A new high specification programmable three crab crane is handling 20t paper reels at a mill in Germany

A sheet of paper weighs around 2 grammes - the paper reels that the new three-crab double girder overhead travelling crane belonging to Sappi Alfeld AG in Germany has to lift at least every 30 minutes are 10 million times heavier.

South African Pulp & Paper Industries (Sappi Group) has acquired paper factories all over Europe - including, in 1992, the then Hannover Papier, now Sappi Alfeld. Around 1,000 employees produce graphics papers and special papers on five machines - about 340,000 tonnes a year.

Paper making machine No. 2 was converted from 650m/min to 1,000m/min at the end of 2001 and R. Stahl Fördertechnik GmbH supplied a specially designed double girder overhead travelling crane to work with it.

The new 18.6m span crane has three crabs. Two, each with a 16.5t SWL and connected by a beam, tandem lift the paper reels after they have been wound on machine No. 2. The reels are 5m long, 2.4m in diameter and weigh 22t. They are transported either to an interim storage area or to a further processing point in a linear arrangement behind the paper making machine. The centre 30t crab is to assist with maintenance work on the paper making machine.

R. Stahl's Hannover branch, together with the crane factory in Ettlingen near Karlsruhe, designed an extremely low headroom crane with a high natural frequency of >=4Hz and a deflection of less than 1/1,200 of the bridge length, as demanded by the customer. This was necessary to prevent the crane from oscillating too much, even under full load and at a speed of 40m/min, and to enable the load to be set down accurately.
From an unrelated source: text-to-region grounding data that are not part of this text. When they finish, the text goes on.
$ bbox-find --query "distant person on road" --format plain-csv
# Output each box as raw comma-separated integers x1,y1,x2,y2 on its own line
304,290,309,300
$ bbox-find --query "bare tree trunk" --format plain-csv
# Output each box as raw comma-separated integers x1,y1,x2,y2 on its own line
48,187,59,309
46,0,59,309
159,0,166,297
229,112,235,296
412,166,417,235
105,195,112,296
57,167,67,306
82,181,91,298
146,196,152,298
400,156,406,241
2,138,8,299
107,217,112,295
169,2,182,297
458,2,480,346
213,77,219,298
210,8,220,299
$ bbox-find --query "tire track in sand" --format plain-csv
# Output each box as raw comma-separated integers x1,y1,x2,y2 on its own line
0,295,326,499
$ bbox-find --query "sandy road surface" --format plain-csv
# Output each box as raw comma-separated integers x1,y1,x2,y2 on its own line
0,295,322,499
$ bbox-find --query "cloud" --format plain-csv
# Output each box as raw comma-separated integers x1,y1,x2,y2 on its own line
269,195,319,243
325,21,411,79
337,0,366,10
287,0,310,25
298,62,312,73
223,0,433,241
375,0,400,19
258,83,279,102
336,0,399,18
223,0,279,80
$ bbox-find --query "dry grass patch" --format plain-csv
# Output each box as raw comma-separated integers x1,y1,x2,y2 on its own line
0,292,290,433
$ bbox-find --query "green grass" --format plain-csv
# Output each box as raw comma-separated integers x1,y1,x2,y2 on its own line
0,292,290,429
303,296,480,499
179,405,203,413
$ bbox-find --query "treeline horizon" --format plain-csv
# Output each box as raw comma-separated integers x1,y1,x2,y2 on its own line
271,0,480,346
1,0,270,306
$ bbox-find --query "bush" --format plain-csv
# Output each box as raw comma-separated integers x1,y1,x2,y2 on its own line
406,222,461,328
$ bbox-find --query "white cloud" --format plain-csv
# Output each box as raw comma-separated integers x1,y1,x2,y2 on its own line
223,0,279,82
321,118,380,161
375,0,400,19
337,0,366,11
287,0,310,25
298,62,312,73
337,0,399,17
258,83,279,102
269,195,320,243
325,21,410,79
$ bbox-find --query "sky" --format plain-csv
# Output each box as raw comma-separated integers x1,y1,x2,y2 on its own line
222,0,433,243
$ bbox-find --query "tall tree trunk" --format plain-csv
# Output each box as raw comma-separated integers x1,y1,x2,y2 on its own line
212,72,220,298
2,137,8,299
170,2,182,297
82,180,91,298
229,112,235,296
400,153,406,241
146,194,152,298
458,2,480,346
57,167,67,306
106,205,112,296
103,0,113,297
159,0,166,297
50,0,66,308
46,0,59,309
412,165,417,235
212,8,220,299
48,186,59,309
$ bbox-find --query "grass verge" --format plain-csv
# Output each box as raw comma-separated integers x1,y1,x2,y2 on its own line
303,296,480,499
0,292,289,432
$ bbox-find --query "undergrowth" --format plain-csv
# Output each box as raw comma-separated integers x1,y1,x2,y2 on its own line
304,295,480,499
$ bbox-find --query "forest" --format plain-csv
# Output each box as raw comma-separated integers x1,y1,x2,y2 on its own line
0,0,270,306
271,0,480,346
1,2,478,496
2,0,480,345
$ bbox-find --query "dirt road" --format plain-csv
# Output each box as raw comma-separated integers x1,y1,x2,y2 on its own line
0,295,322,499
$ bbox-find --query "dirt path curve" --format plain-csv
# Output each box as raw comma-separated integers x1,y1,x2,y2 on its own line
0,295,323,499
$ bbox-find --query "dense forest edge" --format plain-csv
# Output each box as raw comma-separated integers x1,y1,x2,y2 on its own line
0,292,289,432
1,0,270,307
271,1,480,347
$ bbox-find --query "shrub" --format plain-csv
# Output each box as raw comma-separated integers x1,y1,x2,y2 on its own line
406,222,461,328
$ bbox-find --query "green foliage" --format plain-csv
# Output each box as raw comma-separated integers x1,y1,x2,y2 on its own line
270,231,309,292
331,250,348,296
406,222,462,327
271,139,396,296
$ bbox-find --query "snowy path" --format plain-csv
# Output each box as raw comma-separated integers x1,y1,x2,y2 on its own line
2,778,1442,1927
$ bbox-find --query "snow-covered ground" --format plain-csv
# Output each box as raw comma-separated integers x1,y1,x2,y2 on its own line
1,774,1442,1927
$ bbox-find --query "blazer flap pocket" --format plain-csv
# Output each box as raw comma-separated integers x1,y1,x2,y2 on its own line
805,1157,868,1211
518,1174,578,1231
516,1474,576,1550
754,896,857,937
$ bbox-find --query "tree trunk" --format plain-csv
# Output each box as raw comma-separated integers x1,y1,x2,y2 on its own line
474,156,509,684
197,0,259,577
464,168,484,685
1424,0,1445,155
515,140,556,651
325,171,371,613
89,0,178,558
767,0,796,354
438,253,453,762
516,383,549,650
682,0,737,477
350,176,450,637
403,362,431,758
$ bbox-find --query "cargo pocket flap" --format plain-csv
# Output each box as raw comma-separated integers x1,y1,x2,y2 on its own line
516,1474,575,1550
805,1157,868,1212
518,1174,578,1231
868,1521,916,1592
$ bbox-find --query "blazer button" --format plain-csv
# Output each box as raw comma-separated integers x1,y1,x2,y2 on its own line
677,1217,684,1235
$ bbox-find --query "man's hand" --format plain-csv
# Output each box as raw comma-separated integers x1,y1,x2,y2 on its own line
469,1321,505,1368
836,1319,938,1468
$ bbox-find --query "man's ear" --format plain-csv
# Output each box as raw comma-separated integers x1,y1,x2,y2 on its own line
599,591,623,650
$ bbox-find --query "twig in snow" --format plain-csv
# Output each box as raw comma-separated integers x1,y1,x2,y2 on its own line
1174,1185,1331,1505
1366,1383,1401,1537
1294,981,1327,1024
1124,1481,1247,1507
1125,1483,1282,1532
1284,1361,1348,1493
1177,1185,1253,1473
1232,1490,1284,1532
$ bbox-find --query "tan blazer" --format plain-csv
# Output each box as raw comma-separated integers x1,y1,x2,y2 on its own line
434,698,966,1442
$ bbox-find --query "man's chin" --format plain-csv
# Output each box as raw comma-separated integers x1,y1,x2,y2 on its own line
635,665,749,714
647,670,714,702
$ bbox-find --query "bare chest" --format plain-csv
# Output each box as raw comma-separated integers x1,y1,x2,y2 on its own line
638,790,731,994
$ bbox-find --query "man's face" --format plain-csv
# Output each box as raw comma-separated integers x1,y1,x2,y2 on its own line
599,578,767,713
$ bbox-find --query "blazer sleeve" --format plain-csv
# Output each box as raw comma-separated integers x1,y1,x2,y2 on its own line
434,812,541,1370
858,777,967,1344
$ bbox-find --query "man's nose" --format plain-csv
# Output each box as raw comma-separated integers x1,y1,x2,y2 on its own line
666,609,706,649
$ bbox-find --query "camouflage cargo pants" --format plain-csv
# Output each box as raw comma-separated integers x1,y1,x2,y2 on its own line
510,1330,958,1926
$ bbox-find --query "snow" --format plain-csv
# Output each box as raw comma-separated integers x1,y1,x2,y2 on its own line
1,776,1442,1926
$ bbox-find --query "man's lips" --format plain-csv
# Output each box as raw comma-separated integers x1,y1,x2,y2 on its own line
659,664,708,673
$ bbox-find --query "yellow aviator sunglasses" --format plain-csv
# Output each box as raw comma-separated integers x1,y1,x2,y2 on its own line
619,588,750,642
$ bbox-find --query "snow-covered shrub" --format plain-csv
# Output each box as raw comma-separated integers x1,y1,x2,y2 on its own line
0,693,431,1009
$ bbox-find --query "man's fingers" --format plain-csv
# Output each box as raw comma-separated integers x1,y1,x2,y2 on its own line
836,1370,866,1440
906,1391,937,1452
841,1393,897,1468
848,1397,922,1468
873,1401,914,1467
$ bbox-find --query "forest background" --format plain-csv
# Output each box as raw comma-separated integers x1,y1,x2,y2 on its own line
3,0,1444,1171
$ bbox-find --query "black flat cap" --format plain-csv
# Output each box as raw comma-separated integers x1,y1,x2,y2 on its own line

Dimensions of the existing SAPPI bay into which the crane had to be lifted dictated the low overall headroom of 1,465mm. In addition to the new three crab crane three more run on the 170m long crane runway which is 8.7m from the ground - two for unloading the paper making machines and a small maintenance crane. Optical sensors prevent the new crane from colliding with neighbouring cranes.

The end carriages had to be divided and designed with four wheels on each side to cope with the high weight of the crane and the limited carrying capacity of the runway. All three crabs are classified H3/B4 and have the Stahl AS 7080 wire rope hoist rated 2M. Hoisting speeds are 5/0.8m/min. Features of this hoist which has been in production for many years, are compact dimensions, powerful drive and long rope lengths, Stahl says.

Conventional contactor control is fitted which operates in the 60°C ambient temperature, 10m up in the air, without any additional cooling. Integrated with the crane control is a microprocessor-controlled SLE (Stahl electronic load monitor) module for electronic control and monitoring of the hoist motors. Hoist motor starting and braking characteristics are controlled by the SLE, as is the electrically activated hoist brake, and it also monitors hoist motor temperature. Separate smooth start modules are fitted for crab and crane travel.

Operation is by a push button controller via which one of three programs are chosen, depending on the task:

•Program 0: All crabs operated independently.

•Program 1: Joint operation of the two outer 16.5t crabs, for moving the paper reels, with a fixed distance between hooks of 5,400mm. The crabs align themselves automatically when the travel button is pressed.

•Program 2: Joint operation of the two outer 16.5t crabs with a fixed but freely selectable distance between hooks.

As the total hoisted load of the three crabs considerably exceeds the safe working load of the bridge, a cumulative load circuit is integrated into the control. This monitors the loads actually suspended from the crane and prevents more than 30t from being attached to the crabs. At the same time the load cumulation function serves as an overload control and records all operating conditions and load spectra.

Due to the long (20m) hook paths in the paper-making bay, reeving for true vertical lift was chosen, and the wide design of the bottom hook blocks makes it easier to move loads more smoothly.